First, that the title of this section is a recurring theme of drowning: King Ludwig II, Ophelia, and now of course Phlebas the Phoenician, who had shown up earlier in the poem (l.47). Phlebas is earlier mentioned as a card in the Tarot pack; this card does not exist (though oddly enough, after reading this poem, I did have a dream about such a card).
Why a Phoenician? The Phoenicians were an advanced culture, who gave the world such things as the alphabet (the original alphabet--as opposed to pictograms--is generally accepted to be the Phoenician alphabet, which influenced both the Greek and Hebrew alphabets), and who sailed the known world, going as far as Britain. This fact is alluded to what was an earlier version of this section, appearing in an earlier Eliot poem, "Dans le Restaurant" (1918):
Phlebas the Phoenician, drowned fifteen days,
Forgot the crys of gulls and the swells of Cornish seas,
and the profits and losses and the cargo of tin:
A current carried him far,
Took him back to stages of his previous life.

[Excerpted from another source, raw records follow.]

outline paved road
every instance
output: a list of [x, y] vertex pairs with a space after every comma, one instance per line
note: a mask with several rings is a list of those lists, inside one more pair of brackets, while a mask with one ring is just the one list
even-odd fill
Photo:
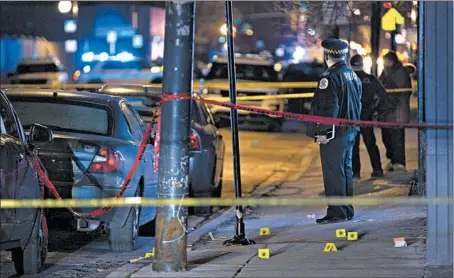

Imagine it - a terrible end for a man once so handsome and tall.
The Phoenicians are known to have begun the tin trade with the Britons in Cornwall at an early stage (probably at St. Michael's Mount); when Pythias of Massalia went to Britain in the third century (BCE), it was already an ancient economic endevour. The Phoenicians settled Spain (giving it the name Hispanola--"the land of rabbits") and northern Africa. In Spain, they intermarried with the slowly invading Celts, who eventually went off to Ireland (at least according to the legends). The founded Carthage, which is why the Punic Wars are given that name (Phoenician = Punic).
This rewritten poem (translated from Eliot's original French) replaces the original, cut by Ezra Pound. The original version tells of a failed polar expedition. The theme of the failed expedition was then moved instead to the final section of the poem, "What the Thunder Said."
Apparently, looking at his notes around line 46, Eliot associates Phlebas with Mr. Eugenides the one-eyed trader from Smyrna ("profit and loss") in the previous section. If Phlebas is a sacrifical king who must die and rise, then the one-eyed merchant-sailor is an unmistakeable phallic symbol, but in this case one of impotence. This reinforces the idea of the Fisher King, who has been made impotent, thus causing the land to become a Waste Land.
Line 320.: "Oh you who turn the wheel and look to windward" This refers first to the helsman of a ship, but it is also perhaps a reference to the Fates controlling the Wheel of Fortune, another Tarot card mentioned earlier with Phlebas. But then, Eliot would be telling the Fates to consider Phlebas, who once was like them. While at first this seems impossible, Phlebas is, in fact, a god. Eliot would then be warning the Fates that, like this sacrifical god whose role cannot be completed, the role of the Fates may be in jeopardy also, thanks to the upheaval of the world in the wake of the social collapse following World War I. The Fates represent order; now, though, the world is in chaos, and the sense of order, fate, destiny, is shattered.